Rolling Out

Beverly Johnson and Cameka Smith share experiences as Black women in business

Super model Beverly Johnson and Cameka Smith on the BOSS Network and mentorship

Iconic supermodel Beverly Johnson; and thought leader Cameka Smith, Ph.D., graced the Next Up conference in Chicago on Sept. 29, 2023. These influential women, each a powerhouse in their respective fields, imparted invaluable business insights. In an exclusive interview with rolling out, they delved into their journeys as women in the business world, shedding light on the pivotal role mentorship plays in their success stories. Their presence at the conference left an indelible mark, inspiring aspiring entrepreneurs and seasoned professionals alike to reach for new heights in their careers.

Ms. Johnson, please share the significance of your iconic Vogue cover.

Beverly Johnson: It’s a game changer. When they finally put me on that cover, it was historic. It really made Black people feel welcome into the high fashion world. I think it had an impact globally for Black people who hadn’t seen themselves in that light before.

Ms. Smith you’ve been supporting Black women in business for over 15 years with the BOSS Network. How has it impacted the lives of the women involved?

Cameka Smith: I think 15 years doing anything is a journey. I was talking to someone yesterday about organizations. And when you launch organizations that are social impact focused. it’s a lot of hard work. And sometimes that hard work is without financial reward, but you do it because you understand the impact that it’s going to have on your community and how it can change the trajectory of so many different people’s lives. We launched the BOSS Impact Fund and within just two years, we’ve been able to invest in over 60 Black women-owned businesses.

Please talk about the importance of having a mentor.

BJ: It’s crucial. My very first mentor was Naomi Sims. Naomi Sims was my predecessor, the most gorgeous woman you could ever lay eyes on. She welcomed me into the industry. She literally took me by the hand. That was a time when people weren’t always that receptive to you, Black or White, particularly when I got that Vogue cover. I mostly worked with White models. I went to the dressing room and I said, “Hey, good morning.” And nobody spoke to me. I was like, wait a minute, I can’t be getting it both ways. Having a mentor to go to, to tell her what was going on with me, she said, “Funny, the same thing happened to me.” She normalized that behavior, and so it didn’t affect me the way I thought it would.

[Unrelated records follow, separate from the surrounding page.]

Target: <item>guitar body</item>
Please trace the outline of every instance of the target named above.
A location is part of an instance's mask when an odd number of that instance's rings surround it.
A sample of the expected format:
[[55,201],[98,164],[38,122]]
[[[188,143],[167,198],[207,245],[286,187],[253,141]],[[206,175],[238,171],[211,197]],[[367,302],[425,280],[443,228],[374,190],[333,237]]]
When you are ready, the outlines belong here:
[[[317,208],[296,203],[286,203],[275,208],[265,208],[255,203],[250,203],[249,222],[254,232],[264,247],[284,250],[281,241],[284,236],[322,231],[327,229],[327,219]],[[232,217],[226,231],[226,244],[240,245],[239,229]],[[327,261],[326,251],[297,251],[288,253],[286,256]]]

CS: I love what Miss Beverly said. I always like listening to her intensely because she said something so profound when she talked about normalizing certain things. Miss Beverly has helped me to understand in our mentorship relationship that failure is a part of success. Nobody has great success without failures. I’ve learned so much from Miss Beverly, from her mentors. That’s what legacy is all about. We have been blessed with the gifts that we have, it’s not for ourselves, it’s for us to share with other people.